Indoor cricket is one of the many ways in which UAE residents have adapted to the searing summers, modifying their games and hobbies to account for some of the hottest temperatures on the planet. Some 250 people visit the Insportz club in its Al Quoz warehouse on a typical weekday, and the crowd jumps to as many as 1,000 people a day over the weekend. Indoor cricket is the biggest draw at the club, which requires no membership, only that courts be booked ahead of time.
Bright lights shine on playing areas that have been marked out to accommodate games of football, basketball and badminton. But cricket remains the dominant sport with shouts of "goal!" drowned out by roars of "shot!" Young and old cricketers yell instructions and balls smash into nets dividing six courts. Groups of players huddle in intense strategy discussions or yell at the umpire, questioning his every decision.
This year 80 teams will participate in five cricket tournaments at Insportz, up from 64 teams last year. The club found success slowly. It opened 13 years ago in its 33,000 square metres of high-ceiling space off Sheikh Zayed Road, but popularity took five years to achieve. "There was nothing in Al Quoz when we arrived. It's an advantage now that residential areas are closer," explained the Insportz manager Myron Rodrigues. "Also people come from Abu Dhabi, Fujairah for league games."
Mr Tahir summarised the early days thusly: "It was a struggle to find teams to play against." Indoor cricket rules differ from the longer version with eight players per side, a physical run needed even for boundaries and sixers and each batting pair must bat for at least two overs. The club provides the umpire and equipment including bats, gloves and cricket balls. Charges range from Dh35 per person per hour for a football game or a practice cricket session to between Dh375 and Dh525 for an eight- to 16-over cricket game.
The club also offers games such as tug of war and dodgeball for children's birthday parties. Johann Kunkel, a German banker, comes to Insportz to play football twice a month with friends. "This gets your mind off work.
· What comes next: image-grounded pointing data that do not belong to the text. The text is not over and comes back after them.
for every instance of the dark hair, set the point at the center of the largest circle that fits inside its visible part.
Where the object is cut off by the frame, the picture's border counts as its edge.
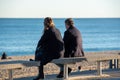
(48, 22)
(69, 22)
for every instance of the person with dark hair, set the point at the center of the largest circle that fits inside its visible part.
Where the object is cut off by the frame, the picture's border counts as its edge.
(4, 56)
(49, 47)
(72, 43)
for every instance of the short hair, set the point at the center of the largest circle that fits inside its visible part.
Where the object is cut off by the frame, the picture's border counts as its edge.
(69, 22)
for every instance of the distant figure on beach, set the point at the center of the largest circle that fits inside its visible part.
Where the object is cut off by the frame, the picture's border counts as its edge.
(49, 47)
(4, 56)
(72, 42)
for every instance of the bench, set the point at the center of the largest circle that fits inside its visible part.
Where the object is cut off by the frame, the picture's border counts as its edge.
(99, 58)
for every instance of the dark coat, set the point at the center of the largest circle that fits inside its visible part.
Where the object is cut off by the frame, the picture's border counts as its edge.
(51, 44)
(73, 43)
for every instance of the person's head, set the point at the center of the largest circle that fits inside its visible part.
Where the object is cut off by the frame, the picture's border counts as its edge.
(48, 23)
(69, 23)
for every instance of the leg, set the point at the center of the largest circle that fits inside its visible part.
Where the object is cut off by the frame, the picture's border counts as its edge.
(99, 68)
(65, 71)
(40, 74)
(115, 63)
(10, 74)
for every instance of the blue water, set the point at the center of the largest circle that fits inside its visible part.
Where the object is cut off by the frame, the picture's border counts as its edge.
(19, 36)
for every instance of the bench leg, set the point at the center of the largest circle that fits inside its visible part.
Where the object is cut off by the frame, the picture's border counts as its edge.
(99, 68)
(118, 63)
(10, 74)
(65, 71)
It's fast and great exercise," he said during a break from a half-hour game. "And where else can you go when it's summer?" Corporate events are popular, with banks and infrastructure companies booking courts for the day.
Alan Mckeown, the deputy general manager of manufacturing firm Hepworth, sat with 70 staffers on bleachers, cheering a company game. "It's great for team spirit. Many of the boys are from India and Pakistan so they are enjoying the game thoroughly," said Mr Mckeown, who is Leicestershire-born but has lived in the UAE for 16 years. "It's good for team-building." For Terence Tellis, a Mumbai-born software engineer, the weekend does not begin until he plays cricket. At least a dozen colleagues from the technology firm First Video Communication split into sales, technical and logistics teams for face-offs every Thursday.
"We look forward to it, it keeps us in shape and helps everyone catch up," said Mr Tellis, raising his voice to be heard over his colleagues' banter about team composition. And sometimes, it is not only the seasons of nature but the seasons of man that are at play here. "Maybe we relieve old memories and hope to perform as well as we once did," said Abid Siddiqi, a 44-year-old airline finance manager who formerly played club cricket. "We usually spend the next day complaining about aches and pains."